[Mesa-stable] [Mesa-dev] [PATCH] i965/gen6: Fix HiZ hang in WebGL Google maps

Fri Dec 20 13:36:15 PST 2013

On 12/20/2013 04:47 AM, Chad Versace wrote:
> We need to emit depth stall flushes before depth and hiz resolves.
> Placing them at the top of blorp's state emission fixes the hang.
> 
> Fixes HiZ hang in the new WebGL Google maps on Sandybridge Chrome OS.
> Tested by zooming in and out continuously for 2 hours.
> 
> This patch is based on
> https://chromium.googlesource.com/chromiumos/overlays/chromiumos-overlay/+/8bc07bb70163c3706fb4ba5f980e57dc942f56dd
> 
> CC: mesa-stable at lists.freedesktop.org
> Bugzilla: https://bugs.freedesktop.org/show_bug.cgi?id=70740
> Signed-off-by: Stéphane Marchesin <marcheu at chromium.org>
> Signed-off-by: Chad Versace <chad.versace at linux.intel.com>
> ---
>  src/mesa/drivers/dri/i965/gen6_blorp.cpp | 12 ++++++++++++
>  1 file changed, 12 insertions(+)
> 
> diff --git a/src/mesa/drivers/dri/i965/gen6_blorp.cpp b/src/mesa/drivers/dri/i965/gen6_blorp.cpp
> index 6a5841f..3a0e7ec 100644
> --- a/src/mesa/drivers/dri/i965/gen6_blorp.cpp
> +++ b/src/mesa/drivers/dri/i965/gen6_blorp.cpp
> @@ -1012,6 +1012,16 @@ gen6_blorp_emit_primitive(struct brw_context *brw,
>     ADVANCE_BATCH();
>  }
>  
> +static void
> +gen6_emit_hiz_workaround(struct brw_context *brw, enum gen6_hiz_op hiz_op)
> +{
> +   if (hiz_op == GEN6_HIZ_OP_DEPTH_RESOLVE ||
> +       hiz_op == GEN6_HIZ_OP_HIZ_RESOLVE) {
> +      brw->batch.need_workaround_flush = true;
> +      intel_emit_post_sync_nonzero_flush(brw);
> +      intel_emit_depth_stall_flushes(brw);
> +   }
> +}
>  
>  /**
>   * \brief Execute a blit or render pass operation.
> @@ -1034,6 +1044,8 @@ gen6_blorp_exec(struct brw_context *brw,
>     uint32_t wm_bind_bo_offset = 0;
>  
>     uint32_t prog_offset = params->get_wm_prog(brw, &prog_data);
> +
> +   gen6_emit_hiz_workaround(brw, params->hiz_op);
>     gen6_emit_3dstate_multisample(brw, params->dst.num_samples);
>     gen6_emit_3dstate_sample_mask(brw,
>                                   params->dst.num_samples > 1 ?
> 

I'm fine with landing this as is, since it's trivial and getting
Sandybridge stable is really critical.  I'm glad to see this won't
happen on Gen7+.

Reviewed-by: Kenneth Graunke <kenneth at whitecape.org>

That said, it would be nice to refine it a little.

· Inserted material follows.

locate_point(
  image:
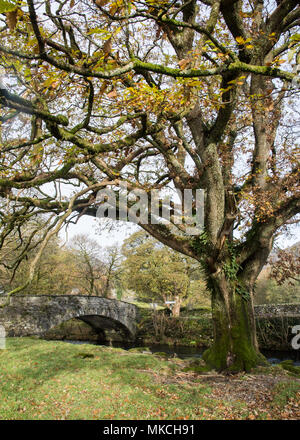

The intel_emit_post_sync_nonzero_flush(brw) call should not be
necessary.  The very first BLORP call, gen6_emit_3dstate_multisample,
already calls it.  However, it may not have taken effect in the past,
since intel_emit_post_sync_nonzero_flush checks need_workaround_flush.

I also am dubious whether we need the depth stall flushes, since we
already do them before 3DSTATE_DEPTH_BUFFER, which is documented as
necessary.

So here's what I think is actually going on:

We've seen strong evidence that it's 100% required to do the post-sync
nonzero workaround before non-pipelined commands.  (My patches which
added missing post-sync workarounds greatly reduced the number of GPU
hangs.)

I believe that the root of the problem is that needs_workaround_flush is
not getting set to true sufficiently often, so the post-sync non-zero
workaround isn't happening when necessary.  Currently, we flag it at the
start of each batch, and /after/ each BLORP operation.

That means it's missing in two cases:
1. Switching from normal rendering to BLORP drawing.
   (...fixed by this patch.)
2. Between successive draws (3DPRIMITIVEs) within a batch.
   (I believe this is also necessary, and is not fixed by this patch.)

I would love to see an alternate patch which sets need_workaround_flush
in two places:
1. Batchbuffer init (for the very first draw)
2. After each 3DPRIMITIVE command.

I believe that would fix this hang and potentially other future hangs.

--Ken